Norwegian politician (1934–2025)

Irma Moen Eriksen, née Karlsen (24 July 1934 – 1 May 2025) was a Norwegian politician for the Conservative Party.

She was born in Asker. She was an office clerk in Oslo before staying at home for 12 years, then working as an office clerk for Kværner Brug in Sandvika between 1968 and 1974. She married Jan Martin Eriksen in 1955.
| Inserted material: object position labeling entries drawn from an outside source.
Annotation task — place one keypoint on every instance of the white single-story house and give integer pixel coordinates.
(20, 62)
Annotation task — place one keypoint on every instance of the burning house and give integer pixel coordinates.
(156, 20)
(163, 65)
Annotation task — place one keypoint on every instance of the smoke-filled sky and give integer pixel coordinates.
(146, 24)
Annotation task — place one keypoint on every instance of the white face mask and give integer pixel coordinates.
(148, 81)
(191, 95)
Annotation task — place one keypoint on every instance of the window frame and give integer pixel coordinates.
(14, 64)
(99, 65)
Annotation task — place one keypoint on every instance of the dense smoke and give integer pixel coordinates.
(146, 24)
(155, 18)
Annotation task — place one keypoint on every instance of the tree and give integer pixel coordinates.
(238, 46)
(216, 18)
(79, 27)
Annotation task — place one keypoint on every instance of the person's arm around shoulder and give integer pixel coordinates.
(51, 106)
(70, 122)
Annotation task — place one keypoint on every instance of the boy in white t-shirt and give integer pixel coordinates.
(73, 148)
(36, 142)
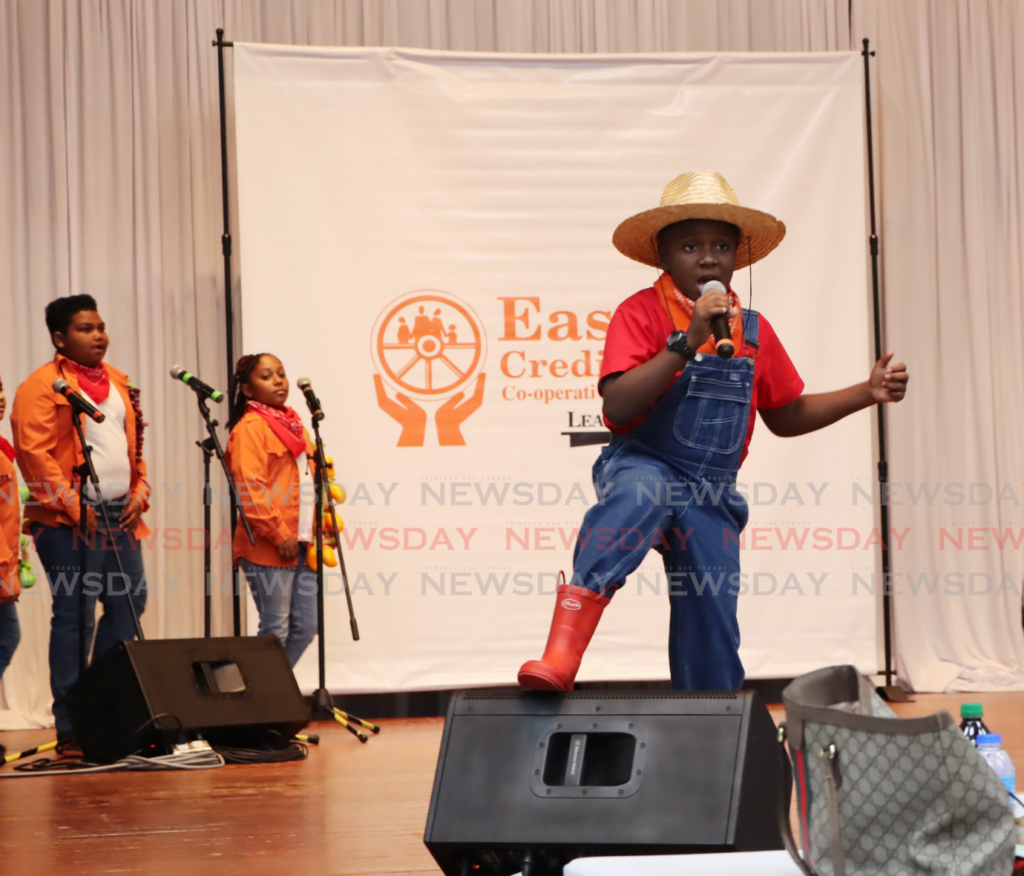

In 1976 she was hired as a secretary in Standard Telefon og Kabelfabrik, staying in the company until 1999, at which time the company was named Alcatel. She settled in Halden where she sat on the city council (being a deputy on the executive committee) from 1979 to 1983. She was elected as a deputy representative to the Parliament of Norway from Østfold for the term 1981–1985. In total she met during 191 days of parliamentary session. Later, she was elected to Østfold county council for the term 1987–1991.

Eriksen chaired Halden Conservative Party from 1992 to 1993, and held numerous board memberships in her party locally and regionally. She also sat on several regional boards working with social and cultural affairs, including a period as board member of Galleri F 15. She also chaired the Halden branch of Norges Forsvarsforening from 1986 to 1988. Eriksen was also a secretary and chair of Halden Women's Council (1977–78 and 1982–83 respectively), and served as deputy chair of the Norwegian National Women's Council from 1983 to 1985.